Download graph analysis and visualization discovering business opportunity in linked data in pdf or read graph analysis and visualization discovering business opportunity in linked data in pdf online books in PDF, EPUB and Mobi Format. Click Download or Read Online button to get graph analysis and visualization discovering business opportunity in linked data in pdf book now. This site is like a library, Use search box in the widget to get ebook that you want.

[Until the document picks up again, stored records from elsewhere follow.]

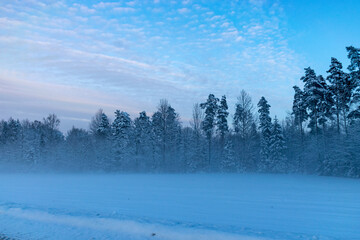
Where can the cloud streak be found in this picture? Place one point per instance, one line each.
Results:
(135, 53)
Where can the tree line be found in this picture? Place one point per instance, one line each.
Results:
(320, 136)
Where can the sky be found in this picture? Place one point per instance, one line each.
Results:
(73, 57)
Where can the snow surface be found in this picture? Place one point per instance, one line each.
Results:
(198, 206)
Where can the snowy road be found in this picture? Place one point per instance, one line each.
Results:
(146, 206)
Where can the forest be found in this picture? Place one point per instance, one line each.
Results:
(320, 136)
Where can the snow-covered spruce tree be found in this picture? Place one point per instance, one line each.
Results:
(143, 137)
(326, 104)
(340, 90)
(208, 124)
(242, 122)
(265, 134)
(222, 127)
(121, 130)
(278, 161)
(299, 110)
(167, 130)
(228, 162)
(11, 141)
(222, 124)
(199, 144)
(354, 67)
(313, 93)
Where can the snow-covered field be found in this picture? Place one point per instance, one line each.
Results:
(162, 206)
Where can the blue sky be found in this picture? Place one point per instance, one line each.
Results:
(74, 57)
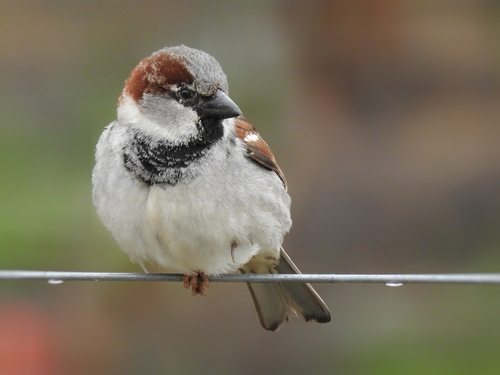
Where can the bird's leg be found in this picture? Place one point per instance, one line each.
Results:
(198, 283)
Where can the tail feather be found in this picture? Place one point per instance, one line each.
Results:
(276, 302)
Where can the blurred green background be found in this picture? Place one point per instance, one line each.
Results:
(384, 116)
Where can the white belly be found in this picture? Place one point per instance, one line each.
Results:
(194, 227)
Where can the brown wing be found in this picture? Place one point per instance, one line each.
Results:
(258, 150)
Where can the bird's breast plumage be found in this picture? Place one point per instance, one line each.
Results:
(222, 209)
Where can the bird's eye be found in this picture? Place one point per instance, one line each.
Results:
(185, 94)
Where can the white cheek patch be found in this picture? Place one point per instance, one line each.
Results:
(251, 138)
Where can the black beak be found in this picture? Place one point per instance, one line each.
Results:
(218, 106)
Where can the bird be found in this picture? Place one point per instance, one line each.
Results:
(184, 182)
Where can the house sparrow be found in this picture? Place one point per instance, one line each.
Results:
(183, 181)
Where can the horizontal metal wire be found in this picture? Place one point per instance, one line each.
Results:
(56, 277)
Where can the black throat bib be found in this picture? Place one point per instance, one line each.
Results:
(160, 162)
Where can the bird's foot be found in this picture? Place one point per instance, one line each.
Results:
(198, 283)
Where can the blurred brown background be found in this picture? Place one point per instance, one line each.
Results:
(384, 116)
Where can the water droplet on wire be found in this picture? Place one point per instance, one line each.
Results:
(54, 281)
(394, 284)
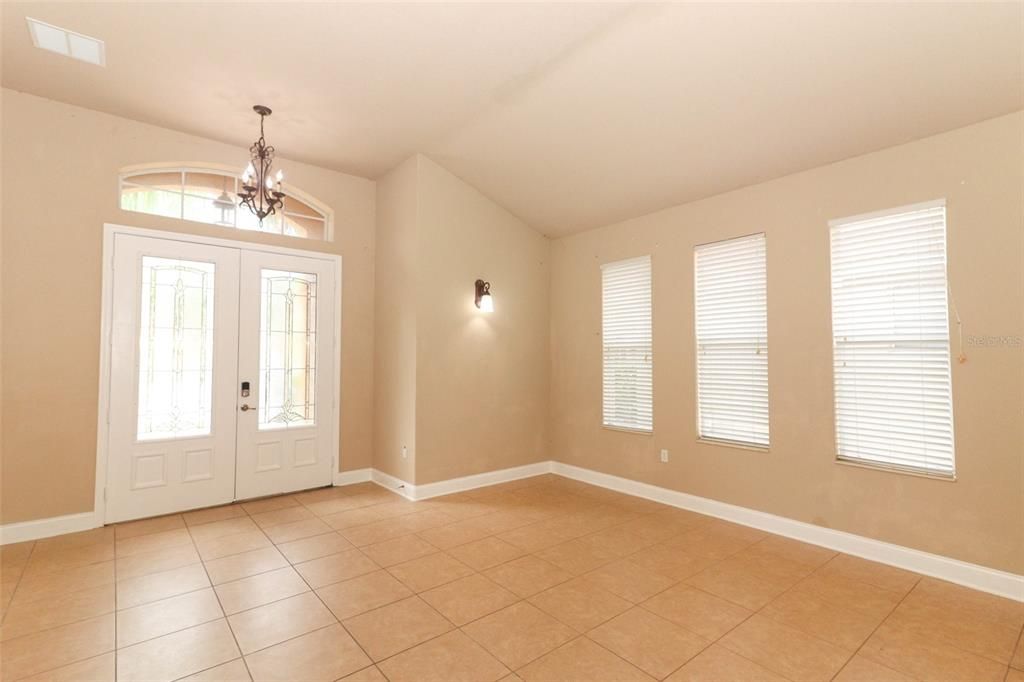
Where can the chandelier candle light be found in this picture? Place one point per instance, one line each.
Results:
(258, 186)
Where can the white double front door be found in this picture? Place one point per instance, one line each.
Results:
(221, 375)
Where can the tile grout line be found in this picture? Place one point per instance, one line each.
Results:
(555, 514)
(875, 630)
(17, 583)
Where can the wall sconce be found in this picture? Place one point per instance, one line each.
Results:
(483, 300)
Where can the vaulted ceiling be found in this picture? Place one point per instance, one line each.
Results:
(570, 115)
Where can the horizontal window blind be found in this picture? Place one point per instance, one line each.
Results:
(731, 311)
(891, 340)
(626, 334)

Graph Analysis And Visualization

Author: Richard Brath
Publisher: John Wiley & Sons
ISBN: 1118845870
Size: 66.39 MB
Format: PDF, Mobi
View: 4081
Download and Read
Wring more out of the data with a scientific approach toanalysis Graph Analysis and Visualization brings graph theory outof the lab and into the real world. Using sophisticated methods andtools that span analysis functions, this guide shows you how toexploit graph and network analytic techniques to enable thediscovery of new business insights and opportunities. Published infull color, the book describes the process of creating powerfulvisualizations using a rich and engaging set of examples fromsports, finance, marketing, security, social media, and more. Youwill find practical guidance toward pattern identification andusing various data sources, including Big Data, plus clearinstruction on the use of software and programming. The companionwebsite offers data sets, full code examples in Python, and linksto all the tools covered in the book. Science has already reaped the benefit of network and graphtheory, which has powered breakthroughs in physics, economics,genetics, and more. This book brings those proven techniques intothe world of business, finance, strategy, and design, helpingextract more information from data and better communicate theresults to decision-makers. Study graphical examples of networks using clear and insightfulvisualizations Analyze specifically-curated, easy-to-use data sets fromvarious industries Learn the software tools and programming languages that extractinsights from data Code examples using the popular Python programminglanguage There is a tremendous body of scientific work on network andgraph theory, but very little of it directly applies to analystfunctions outside of the core sciences – until now. Writtenfor those seeking empirically based, systematic analysis methodsand powerful tools that apply outside the lab, Graph Analysisand Visualization is a thorough, authoritative resource.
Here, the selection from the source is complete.